Asian shares crawl higher ahead of Fed meeting
Asian shares crept higher this morning, marking a 10th session of consecutive gains, but slowed momentum on doubts of a swift global recovery from coronavirus ahead of today’s US Federal Reserve meeting.
MSCI’s index of Asia-Pacific shares outside Japan climbed 0.3 per cent, while Japan’s Nikkei rose 0.1 per cent.
Safe havens such as gold and the Japanese yen climbed as optimism over the pandemic ebbed. Gold rose slightly, while the yen held onto two days of big gains. Commodity currencies recovered from yesterday’s losses.
The world watches
Although no big policy shifts are expected, all eyes will be on the Fed meeting later today, as America grapples with its response to the pandemic and large protests continue across the country.
Nevertheless, the Fed will release economic forecasts for the first time since December, and any suggestion of chairman Jay Powell taking his foot off the pedal could lift the dollar.
“The Fed tonight is a key variable in determining whether this is a pit-stop or U-turn,” said Vishnu Varathan, head of economics and strategy at Mizuho Bank in Singapore.

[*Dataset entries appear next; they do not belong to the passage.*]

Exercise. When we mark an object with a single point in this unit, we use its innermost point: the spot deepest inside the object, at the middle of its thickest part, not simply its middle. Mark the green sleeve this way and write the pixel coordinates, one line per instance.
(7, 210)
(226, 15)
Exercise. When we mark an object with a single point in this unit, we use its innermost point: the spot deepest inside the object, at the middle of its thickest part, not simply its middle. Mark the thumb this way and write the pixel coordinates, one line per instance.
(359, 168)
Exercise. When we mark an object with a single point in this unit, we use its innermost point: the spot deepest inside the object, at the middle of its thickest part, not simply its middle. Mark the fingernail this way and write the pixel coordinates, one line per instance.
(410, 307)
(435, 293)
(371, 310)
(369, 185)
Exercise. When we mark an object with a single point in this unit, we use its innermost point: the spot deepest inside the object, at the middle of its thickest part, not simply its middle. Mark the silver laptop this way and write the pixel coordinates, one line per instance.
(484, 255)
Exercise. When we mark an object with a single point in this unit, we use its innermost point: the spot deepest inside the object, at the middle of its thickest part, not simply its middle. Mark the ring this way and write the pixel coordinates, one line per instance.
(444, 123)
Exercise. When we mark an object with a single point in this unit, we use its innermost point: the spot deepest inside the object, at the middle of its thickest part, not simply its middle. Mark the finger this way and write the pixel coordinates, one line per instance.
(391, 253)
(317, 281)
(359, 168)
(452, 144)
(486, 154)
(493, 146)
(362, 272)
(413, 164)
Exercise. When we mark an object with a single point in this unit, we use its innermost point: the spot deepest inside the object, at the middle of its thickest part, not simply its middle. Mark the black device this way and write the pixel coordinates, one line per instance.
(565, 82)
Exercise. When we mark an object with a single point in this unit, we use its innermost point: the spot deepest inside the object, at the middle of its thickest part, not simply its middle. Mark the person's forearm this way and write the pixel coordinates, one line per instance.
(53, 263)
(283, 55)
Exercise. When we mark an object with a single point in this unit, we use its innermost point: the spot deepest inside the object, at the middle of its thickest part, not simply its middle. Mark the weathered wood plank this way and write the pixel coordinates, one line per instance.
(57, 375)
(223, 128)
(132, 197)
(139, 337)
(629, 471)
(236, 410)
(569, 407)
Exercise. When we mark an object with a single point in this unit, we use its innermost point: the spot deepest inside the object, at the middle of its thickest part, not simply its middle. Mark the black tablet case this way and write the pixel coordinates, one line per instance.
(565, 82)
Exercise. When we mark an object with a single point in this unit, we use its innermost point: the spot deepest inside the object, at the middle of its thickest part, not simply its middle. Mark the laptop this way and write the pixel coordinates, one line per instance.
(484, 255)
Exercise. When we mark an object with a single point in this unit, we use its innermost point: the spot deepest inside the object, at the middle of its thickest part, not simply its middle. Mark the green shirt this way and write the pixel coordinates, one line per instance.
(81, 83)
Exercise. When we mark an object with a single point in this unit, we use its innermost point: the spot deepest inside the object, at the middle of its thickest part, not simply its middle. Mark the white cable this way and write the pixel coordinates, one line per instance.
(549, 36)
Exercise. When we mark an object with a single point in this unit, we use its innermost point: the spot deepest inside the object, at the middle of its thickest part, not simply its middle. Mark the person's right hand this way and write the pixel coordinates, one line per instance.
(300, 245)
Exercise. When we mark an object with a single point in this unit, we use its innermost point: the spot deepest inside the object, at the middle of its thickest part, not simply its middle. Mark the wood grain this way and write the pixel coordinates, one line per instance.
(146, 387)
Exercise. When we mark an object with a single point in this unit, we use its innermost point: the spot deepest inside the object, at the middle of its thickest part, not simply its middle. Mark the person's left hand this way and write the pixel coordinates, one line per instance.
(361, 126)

The Fed’s guidance as to how long and how low rates can be held down and the prospect of yield-curve control will be closely watched, Varathan said in a note.
S&P 500 futures greeted slight gains of 0.6 per cent to recoup some of yesterday’s losses, but other moves were smaller. Benchmark stock indexes in Australia, Hong Kong and South Korea rose less than 0.3 per cent. Benchmark US 10-year yields held steady at 0.8287 per cent, 13 basis points below Friday’s high of 0.9590 per cent.
The global backdrop
Today’s Fed meeting takes place on the backdrop of increasing tensions between the US and China, and a dented optimism about a global recovery from Covid-19.
The prospect of a slow return for ailing markets now seems to be weighing on investors and charge hopes for the Fed to do more to stimulate a recovery.
“We expect the Fed will do more especially when the ‘unprecedented’ second quarter of 2020 comes to pass, including expanding its various lending programmes and even dabble into yield curve control,” analysts at Singapore UOB Bank said today.
Data this morning showed China’s May factory gate prices fell by the sharpest annual rate in more than four years, in a sign that coronavirus is dragging on global demand.
German exports and imports in April posted their biggest drop since records began in 1990, data showed last night, as the country grapples with its deepest recession since World War Two.
Oil prices were stunted by fresh concerns about oversupply and underlying economic weakness. Brent crude was last down one per cent for the session at $40.72 per barrel and US crude was down 1.4 per cent at $38.38 a barrel.